The Indian Anaesthetists' Forum (Jan 2025)

A randomized controlled trial to compare the percentage of glottic opening score of McGrath MAC® video laryngoscope and C-MAC® video laryngoscope in children

  • Ranju Singh,
  • K Manikandan,
  • Pooja Singh

DOI
https://doi.org/10.4103/TheIAForum.TheIAForum_116_24
Journal volume & issue
Vol. 26, no. 1
pp. 69 – 74

Abstract

Read online

Background and Aims: Video laryngoscopes (VL) have now an established role in the management of difficult airway. The design of VL blade may affect the tracheal intubation outcomes. This study compares the percentage of glottic opening (POGO) score of McGrath MAC® VL with C-MAC® VL in children. Materials and Methods: Ninety-four children, between 1 and 10 years, belonging to ASA-I and II were randomized into two groups. After induction, Group I was intubated with McGrath MAC® VL and Group II with C-MAC® VL. The POGO score, application of external laryngeal manoeuver, POGO score after the application of optimal external laryngeal manoeuver (OELM), number of attempts at laryngoscopy, time for best glottic view, time taken for intubation, number of attempts at intubation, ease of intubation, hemodynamic changes, and complications were recorded.
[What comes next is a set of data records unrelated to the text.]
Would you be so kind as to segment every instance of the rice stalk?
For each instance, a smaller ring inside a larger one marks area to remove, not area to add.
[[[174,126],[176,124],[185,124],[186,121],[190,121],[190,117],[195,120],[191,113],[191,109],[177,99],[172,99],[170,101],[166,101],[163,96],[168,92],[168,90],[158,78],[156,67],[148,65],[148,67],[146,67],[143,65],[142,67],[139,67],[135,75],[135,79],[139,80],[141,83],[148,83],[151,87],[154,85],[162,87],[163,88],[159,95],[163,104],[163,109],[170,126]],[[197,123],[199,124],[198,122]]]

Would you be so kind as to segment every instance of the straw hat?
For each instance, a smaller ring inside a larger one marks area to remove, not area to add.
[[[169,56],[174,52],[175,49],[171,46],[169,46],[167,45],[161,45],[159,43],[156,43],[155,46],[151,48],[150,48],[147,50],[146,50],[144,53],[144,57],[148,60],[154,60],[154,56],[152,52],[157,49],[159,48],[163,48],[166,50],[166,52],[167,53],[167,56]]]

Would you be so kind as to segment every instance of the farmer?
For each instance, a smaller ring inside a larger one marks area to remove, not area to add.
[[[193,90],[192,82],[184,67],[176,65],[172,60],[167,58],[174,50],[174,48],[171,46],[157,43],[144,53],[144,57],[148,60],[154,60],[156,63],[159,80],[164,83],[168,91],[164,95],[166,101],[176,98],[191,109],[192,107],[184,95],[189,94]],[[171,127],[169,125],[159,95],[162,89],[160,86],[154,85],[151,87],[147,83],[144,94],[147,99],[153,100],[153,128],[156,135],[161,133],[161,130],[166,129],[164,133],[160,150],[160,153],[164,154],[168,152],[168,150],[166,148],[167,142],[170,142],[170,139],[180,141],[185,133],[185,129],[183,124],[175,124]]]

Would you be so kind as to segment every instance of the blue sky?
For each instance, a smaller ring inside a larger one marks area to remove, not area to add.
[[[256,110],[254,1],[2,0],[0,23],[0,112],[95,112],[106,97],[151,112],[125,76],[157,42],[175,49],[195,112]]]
Results: The number of patients with POGO score ≥5 was more in the Group II (100% vs. 93.6%, P = 0.025) than Group I. The number of patients requiring application of OELM to achieve POGO score ≥5 were more in Group I than Group II (19.1% vs. 2.1%, P = 0.015). With C-MAC® VL, less time was required to obtain the best glottic view and also for tracheal intubation and it resulted in less hemodynamic response as compared to McGrath MAC® VL. Attempts at laryngoscopy and intubation, ease of intubation, and complications were the same in both the groups. Conclusion: The C-MAC® VL may be preferred over McGrath MAC® VL for airway management in children between 1 and 10 years of age in view of lesser time to best glottic view and intubation.